É porque a gente tinha, quando ia acontecer alguma manobra [...] a gente tinha que ter um DDS, dizer o que vai fazer, pra que no decorrer desse período aí da manobra, não acontecer nada. Nesse DDS rolava também, como o pessoal tava sentindo, aí como ele falou, mal e tal, com o psicológico abalado, com relação com família, isso, aquilo outro, também já dizia, aí a gente separava o pessoal de outra equipe pra fazer manobra pra gente, entendeu?
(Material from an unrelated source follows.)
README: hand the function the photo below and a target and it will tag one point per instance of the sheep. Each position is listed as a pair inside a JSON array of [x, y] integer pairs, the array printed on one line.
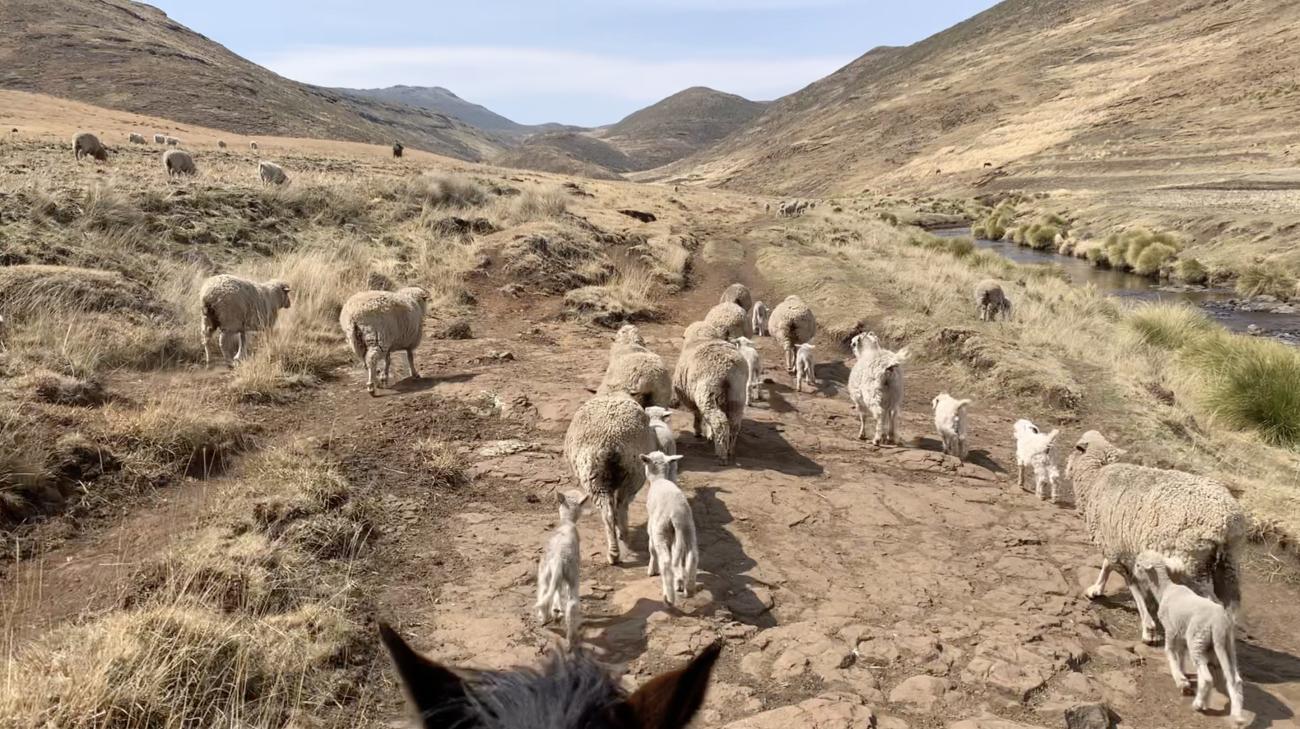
[[603, 441], [805, 370], [671, 529], [570, 691], [711, 380], [237, 307], [89, 146], [950, 421], [737, 294], [753, 364], [376, 322], [1195, 625], [1034, 451], [559, 568], [875, 386], [1190, 520], [989, 300], [178, 163], [792, 324], [271, 173], [758, 319]]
O pessoal que ia fazer manobra com a gente era o pessoal que tinha entrado naquilo ali sabendo desde o começo o que ia fazer pra concluir a manobra.” E4

O Diálogo Diário de Segurança (DDS) constitui-se como uma medida, uma política de prevenção de acidentes, exigido por norma do MTE, visto que a maioria das áreas de trabalho contidas na organização são de risco. O DDS consiste numa reunião diária antes

do início das atividades operacionais com o fim de se discutir e planejar tais atividades, as condições de risco, as medidas de proteção. Nos discursos de E3 e E4, o DDS aparece como uma forma de repassar as atividades a serem realizadas no dia e a importância de segurança na realização das mesmas. E3, por exemplo, afirma que se não estiver psicologicamente bem para a execução da tarefa, deve repassar ao seu superior no momento do DDS, sendo, então, dispensado da mesma. Esta ideia é confirmada por E4.

Embora não tenhamos tido acesso a dados referentes a acidentes de trabalho em Suape, esse tema aparece como relevantes na luta do sindicato da categoria. Os representantes sindicais são precisos quanto ao tema segurança e advertem sobre a existência de empresas que não fornecem os EPI’s necessários:

“Você vem de sandália... tem empresa aqui que não dá o fardamento a você, você não pode usar a camisa de um clube, de um... sei lá... mas ela (a empresa) não dá... essa não dá a bota para você trabalhar... a mulher vem de sandália e não tem onde sentar, senta na frente da fábrica, põe a bota lá mesmo por que não pode entrar no piso da fábrica e ela não fornece o EPI.” Enoque, Representante do Sindimetal - PE

Desse modo, temos três visões distintas: uma mais ríspida, dos trabalhadores E1 e E2, que denunciam acidentes e afirmam que estes são encobertos pelas chefias, constituindo- se relações de autoritarismo a partir de tais e confirmada pelos representantes sindicais; uma visão mais branda, mas não pouco consciente, do Ministério do Trabalho, em que não deixam de falar da existência de acidentes (trazem o exemplo da aplicação da NR12), porém de forma mais amena que os primeiros trabalhadores; e uma terceira visão, dos trabalhadores E3 e E4, quase que totalmente aprazível e em consonância com o discurso empresarial, onde é apresentada a ideia do DDS, como uma interessante medida na prevenção de acidentes.